There is also close collaboration between EI, INI and InterTrade Ireland (ITI) on the specific Cross Border programmes which are run by the latter body, in order to ensure effective operation and non-duplication.

Enterprise Ireland, IDA and Invest Northern Ireland cooperated in relation to a Trade Mission to Singapore in December 2013 which was specifically targeted at companies from both jurisdictions who are active in the aerospace sector.

In 2015 and 2016 IDA Ireland in co-operation with EI, Department of Foreign Affairs and INI hosted a dinner in the Irish Embassy in London to coincide with the Irish Aviation Purchasing and Management Exhibition.

SDLP MLA Patsy McGlone added his own remarks in the Irish News this morning:

Most people know that business owners in Ireland don’t know borders. In the agri-food sector many of the big businesses are owned by southern based firms. It was crazy to allege that the Irish government isn’t working for the interests of all those businesses.

“The figures obtained through Daíl questions show clearly that Enterprise Ireland have been working hard to bring investment across the island with no regard for the border and the DUP have produced no evidence to suggest otherwise.”

The Irish News also carries a comment from a DUP spokesman:

“It is very clear from the Irish Government Contingency Framework that it was seeking to exploit the EU Referendum result and attract business to locate there instead of within the United Kingdom.

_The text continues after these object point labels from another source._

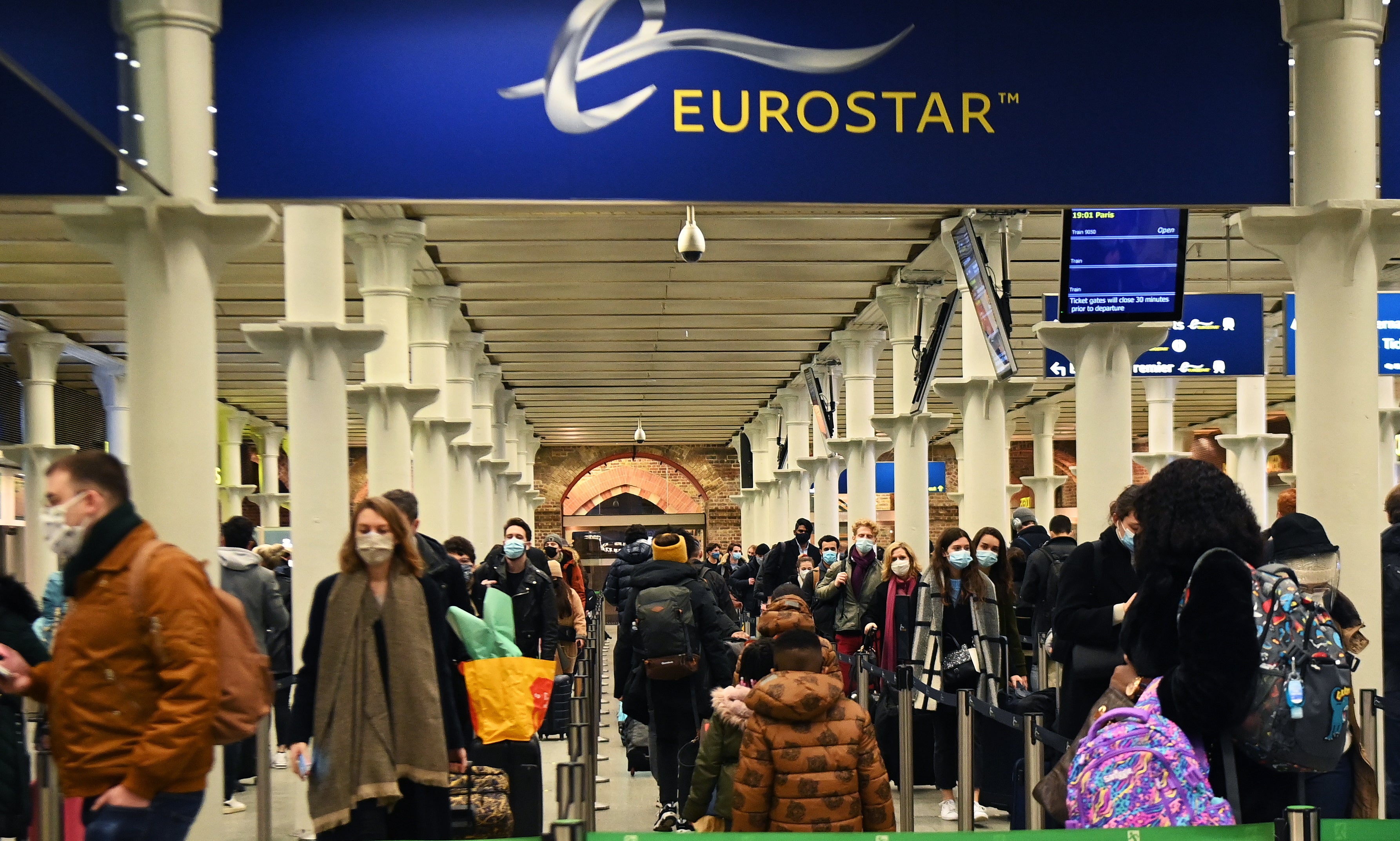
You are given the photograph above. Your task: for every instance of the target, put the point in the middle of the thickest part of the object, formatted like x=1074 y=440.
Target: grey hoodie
x=244 y=577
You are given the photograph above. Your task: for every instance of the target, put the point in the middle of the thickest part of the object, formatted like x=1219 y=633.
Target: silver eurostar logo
x=568 y=66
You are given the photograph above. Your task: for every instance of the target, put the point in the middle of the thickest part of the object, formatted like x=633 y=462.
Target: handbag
x=1055 y=787
x=482 y=804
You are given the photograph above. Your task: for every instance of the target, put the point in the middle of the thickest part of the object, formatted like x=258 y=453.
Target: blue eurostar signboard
x=885 y=478
x=1388 y=334
x=905 y=101
x=1217 y=336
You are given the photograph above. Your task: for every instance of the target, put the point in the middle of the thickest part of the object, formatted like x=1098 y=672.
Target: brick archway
x=598 y=483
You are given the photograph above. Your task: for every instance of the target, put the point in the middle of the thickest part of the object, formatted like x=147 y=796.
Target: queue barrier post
x=863 y=681
x=1300 y=823
x=265 y=779
x=966 y=788
x=905 y=686
x=1035 y=760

“Publishing figures which don’t include the year in which the referendum took place is unlikely to shed a great deal of light on the Republic of Ireland’s approach.”

Hmmm, nice sleight of hand there DUP. That particular year would be the current year, for which there is unlikely to be any collated figures, erm, since this year‘s not over yet.

As Smith himself notes in the same piece:

First Minister Foster’s comments were designed to drive a wedge between economic and business relations on either side of the border, when what we need to attract investment to the island is a stronger bond between the various agencies and bodies.

This approach will build on the foundations of the Good Friday Agreement and has the potential to reap huge rewards for the entire island.

And how would you expect him to say anything else? There’s only one viable (and peaceful) way forward for constitutional Republicans north and south, and that’s to seek to be an honest broker for economic development, north and south.

“A civil war is not a war, but a sickness”, wrote Antoine de Saint Exupery, “the enemy is within. One almost fights oneself”. Thirty years of bitter conflict has left a credibility gap, too easily and too rapidly filled with cynicism and doubt.

That is precisely why we should be extremely vigilant about the stories we tell ourselves.

The border has always been problematic, but whatever complications Brexit brings, the only choice is to continue developing the conditions where all forms of cross-border life – economic, social and/or political – remain viable (regardless of whether or not unification commands majority support).